Colombia: Don Bosco City helps youth transition from armed conflict groups to life of peace and stability
(MissionNewswire) Salesian Father Rafael Bejarano, director of the Don Bosco City house in Medellín, has been engaged in development of the “Specialized Protection House-Building Dreams” project for several years. Its aim is to help the social reintegration of Colombian minors recruited by armed groups and deprived and violated of their human rights.

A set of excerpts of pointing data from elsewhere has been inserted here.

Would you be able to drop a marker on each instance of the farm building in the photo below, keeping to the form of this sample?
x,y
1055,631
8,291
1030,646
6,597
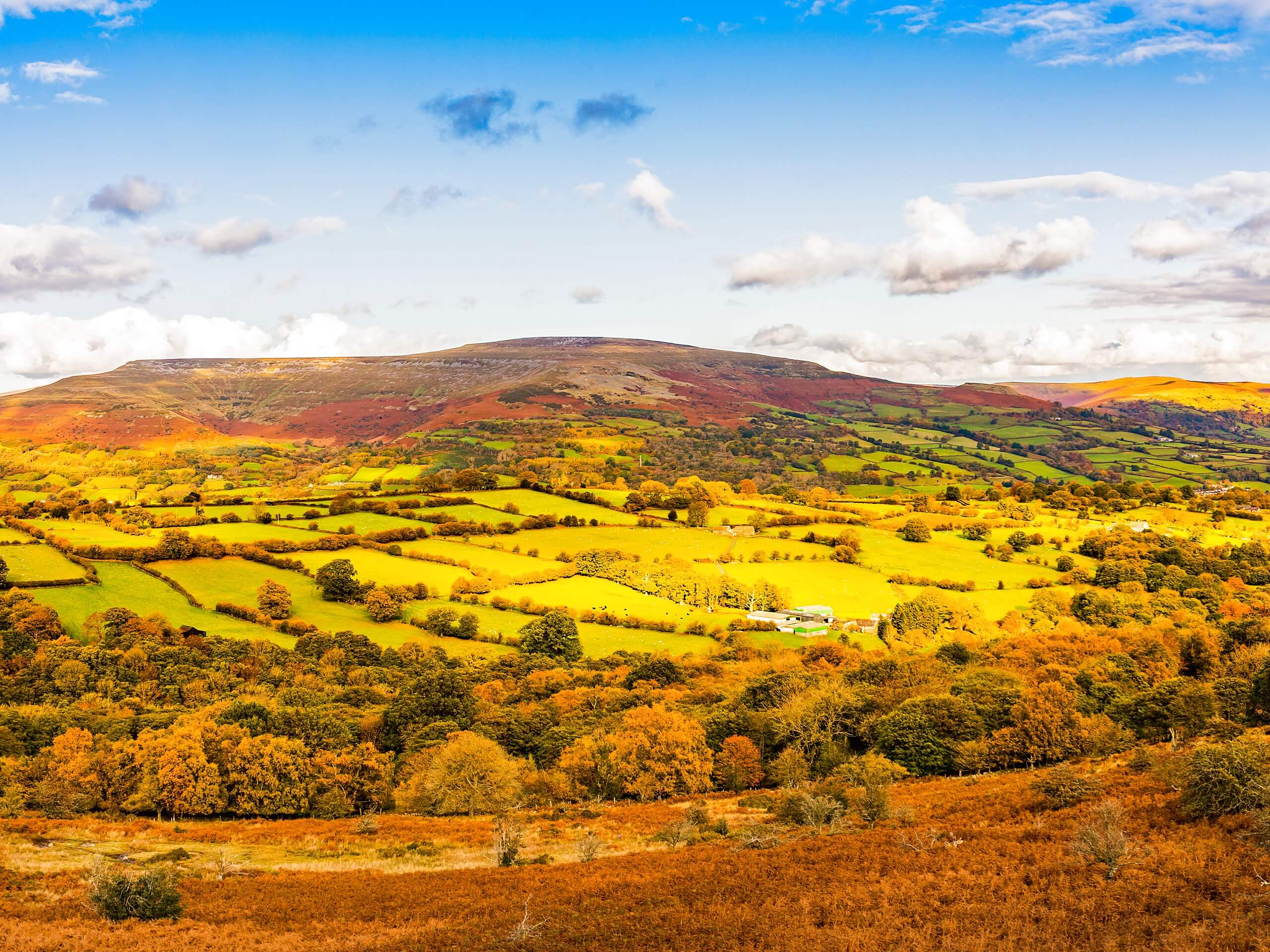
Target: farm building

Don Bosco City has been around for more than 50 years and has saved more than 1,300 youth from a life of violence. It is estimated that close to 6,000 minors are still utilized as child soldiers with thousands more having reached their 18th birthday after years of combat. The long rehabilitation process focuses on three things youth need to learn—how to trust, to have hope for the future and to build relationships with others. Psychologists and teachers work together with youth, giving them the tools for a better future, including basic education and more advanced skills training that will lead to stable employment.
“When the child decides to leave the armed group, he turns to some institution that takes care of him,” says Fr. Bejarano. “He is then handed over to a family counselor, who decides whether he goes to a guardian family who help in his recovery or to a specialized protection house, such as Don Bosco City.”
The development of this process is determined by an institutional assistance project called the PAI (Individualized Attention Process), which puts the Salesian methodology into practice. The “Building Dreams” project has three phases. The first called Pedagogy of Trust, plays out in the first 45 days of the minor’s entry into the program. In this phase, the entire pastoral and educational community foster spaces of trust and bonds.
The second phase, known as the Pedagogy of Hope, sees the implementation of an action plan with each youth that aims to create a favorable environment for activities such as academic training, vocational training, human formation via workshops on themes such healthy lifestyles, family counseling, personal development and empowerment, being a citizen and also spiritual formation. The final stage, the Alliance Pedagogy, is a wrap-up of the program that helps the youth take all of the skills learned and transition into the next phase of life.
Thanks to the Salesian vocational training, once at work, youth are tied to the different companies collaborating with Don Bosco City. Family reunification is another important factor in the “Building Dreams” project, as some of these children have abandoned their families and family ties, but want to recover them and advance reconciliation and forgiveness.
Don Bosco City is one of the oldest and largest programs for street children in Latin America. Since its start in 1965, the program has rescued more than 83,000 boys and girls. Through the program, Salesian missionaries offer a multi-pronged approach designed to address the broad social issues that contribute to the poverty and exploitation these youth face while training them in the skills necessary to break the cycle of violence and poverty. Currently, there are 900 youth between the ages of 8 and 12 living and receiving education at the program.
Close to 33 percent of Colombians live in poverty, according to the World Bank. One in five children in the country has no access to education and 800,000 children reside in refugee camps. The number of street children has reached epidemic proportions and thousands of at-risk youth have been recruited as child soldiers.
In addition, many orphaned youth in Colombia live in poverty and have lost their parents to natural disasters, the HIV/AIDS epidemic and other diseases, war or domestic issues. Some children remain living with a single parent, struggling to survive and are often pulled out of school to earn income for the remaining family. Other youth live in shelters or on the streets.